# Parking @ Jacksonville Station



## optom2020 (Nov 25, 2009)

I'll be catching Amtrak at the Jacksonville station, and returning a few days later. Would like to know if it's safe to leave my car at the station for a few nights? If not, where would you suggest? Thank you


----------



## Ryan (Nov 25, 2009)

Welcome! I visited there but didn't have a car - it's kind of back in an industrial area, but there looked to be a good bit of parking and many cars left there, so I'd guess that it would be OK. There didn't seem to be a whole lot else around there that would be viable options for leaving a car.


----------



## jphjaxfl (Nov 25, 2009)

I have parked at the Jacksonville Station a number of time for as many as 4 days and my car has been fine.


----------



## Pastor Dave (Nov 25, 2009)

I haven't parked at Jacksonville at all, but my brother has. He reports no problems at all.


----------



## Guest_gretnagreg_* (Nov 30, 2009)

optom2020 said:


> I'll be catching Amtrak at the Jacksonville station, and returning a few days later. Would like to know if it's safe to leave my car at the station for a few nights? If not, where would you suggest? Thank you


I have left my car at the JAX station for as long as 12 days with nary a problem. I routinely leave it there 3-5 days with no problem...lot is well let and lot's of people around.


----------



## Dovecote (Nov 30, 2009)

Guest_gretnagreg_* said:


> optom2020 said:
> 
> 
> > I'll be catching Amtrak at the Jacksonville station, and returning a few days later. Would like to know if it's safe to leave my car at the station for a few nights? If not, where would you suggest? Thank you
> ...


I certainly agree with all of the previous posters that it is safe to park your vehicle there. During my twenty years of living in South Georgia I parked there on numerous occasions without incident. I was told by one of the station employees about a year ago that although the schedule closing time of the facility is close to midnight there is personnel at the station 24 hours. This helps in the security of the vehicles in the lot.


----------



## vicki (May 26, 2013)

can anyone tell me the rates that's what I've been checking and it keeps giving me ticket rates I need to park for 12 days


----------



## Dovecote (May 26, 2013)

vicki said:


> can anyone tell me the rates that's what I've been checking and it keeps giving me ticket rates I need to park for 12 days


There is no charge for parking at the Jacksonville station. I have parked there for as long as two weeks.


----------



## Jacqueline (Sep 22, 2013)

Does anyone know how far the parking lot is from the actual station? Would we be able to walk from our car or take a shuttle?


----------



## Dovecote (Sep 22, 2013)

Jacqueline said:


> Does anyone know how far the parking lot is from the actual station? Would we be able to walk from our car or take a shuttle?

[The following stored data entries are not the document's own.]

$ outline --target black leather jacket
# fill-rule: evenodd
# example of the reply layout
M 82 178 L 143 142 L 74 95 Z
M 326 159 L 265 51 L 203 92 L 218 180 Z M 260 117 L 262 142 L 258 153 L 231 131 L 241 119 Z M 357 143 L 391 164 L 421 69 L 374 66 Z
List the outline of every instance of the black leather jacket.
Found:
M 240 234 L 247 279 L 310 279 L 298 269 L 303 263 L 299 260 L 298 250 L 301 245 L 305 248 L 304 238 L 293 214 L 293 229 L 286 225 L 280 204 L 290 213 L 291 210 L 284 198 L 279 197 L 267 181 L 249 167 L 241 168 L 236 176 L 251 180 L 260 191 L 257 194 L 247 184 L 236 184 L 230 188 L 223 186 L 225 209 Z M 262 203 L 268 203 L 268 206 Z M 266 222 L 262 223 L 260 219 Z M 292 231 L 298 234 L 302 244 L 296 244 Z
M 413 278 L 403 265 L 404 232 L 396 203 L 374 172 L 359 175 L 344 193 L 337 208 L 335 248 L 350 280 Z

Very little walking involved. The station building is adjacent to the parking lot. There is a drive thru lane that you can drop your baggage at the station door if you desire.


----------



## Jacqueline (Sep 22, 2013)

Thanks! We've never traveled from the Jacksonville Amtrak before and have a lot of baggage.


----------



## Faith (Jan 8, 2015)

Can you pick up passengers coming in by driving in front of station (driver not getting out of car)?


----------



## Ryan (Jan 9, 2015)

Sure.


----------